USDA allocates new funding to combat wildfire risk in Nevada, California; Natural Resources and Environment under secretary says funding plus investments under way could help Forest Service potentially quadruple fuels, forest health treatments in West

Sample article from our Forestry & Timberland

WASHINGTON , March 14, 2022 (press release) –

Posted by Forest Service Intermountain Region Public Affairs in Conservation Forestry

During his first visit as Under Secretary for Natural Resources and Environment, Dr. Homer Wilkes announced additional funding to combat wildfire in Nevada and California.

At a stop at the Spring Mountains National Recreation Area in Mt. Charleston, Nevada, Dr. Wilkes announced the Humboldt-Toiyabe National Forest and partners will receive nearly $4 million for post-wildfire restoration. Part of that funding will repair a well from which firefighting aircraft draw water to protect the community.

Dr. Wilkes said these funds along with other major investments and initiatives already underway could help the Forest Service potentially quadruple fuels and forest health treatments in the West.

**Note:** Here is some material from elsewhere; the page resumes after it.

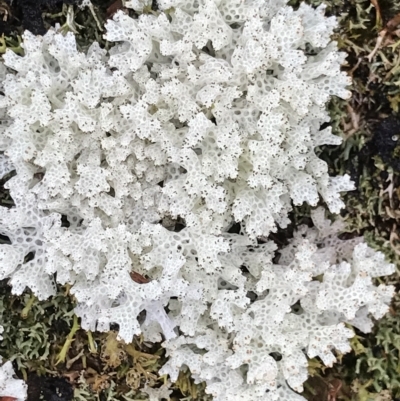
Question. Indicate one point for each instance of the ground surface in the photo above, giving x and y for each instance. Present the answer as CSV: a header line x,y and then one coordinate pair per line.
x,y
61,362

“The Infrastructure Law and the Extending Government Funding and Delivering Emergency Assistance Act of 2021 provide a significant down payment that will go a long way toward funding this work,” Wilkes said.

In addition, Dr. Wilkes announced that USDA selected the Santa Rosa-Paradise Landscape Restoration Project to receive funding under the Joint Chiefs’ Landscape Restoration Partnership. The Joint Chiefs program allows USDA’s Natural Resources Conservation Service (NRCS) and the Forest Service to collaborate with agricultural producers and forest landowners to invest in conservation and restoration at a scale that’s big enough to make a difference.

The Forest Service and NRCS worked with Nevada’s Conservation District Program to develop this project, which will enlist multiple federal, state, Tribal and community partners in work to reduce wildfire risk to communities and tribal lands, improve watershed health, and restore wildlife habitat in rural Humboldt County. First-year funding for the project will leverage more than $168,000 in partner contributions alongside nearly $200,000 from the Forest Service and NRCS.

The funding will also help the Humboldt-Toiyabe align with the Forest Service’s recently released 10-year wildfire strategy. It connects to other efforts as well, including Nevada Shared Stewardship, which aims to increase work with partners to reduce fuels and improve forest and rangeland health in the right place and at the right pace and scale.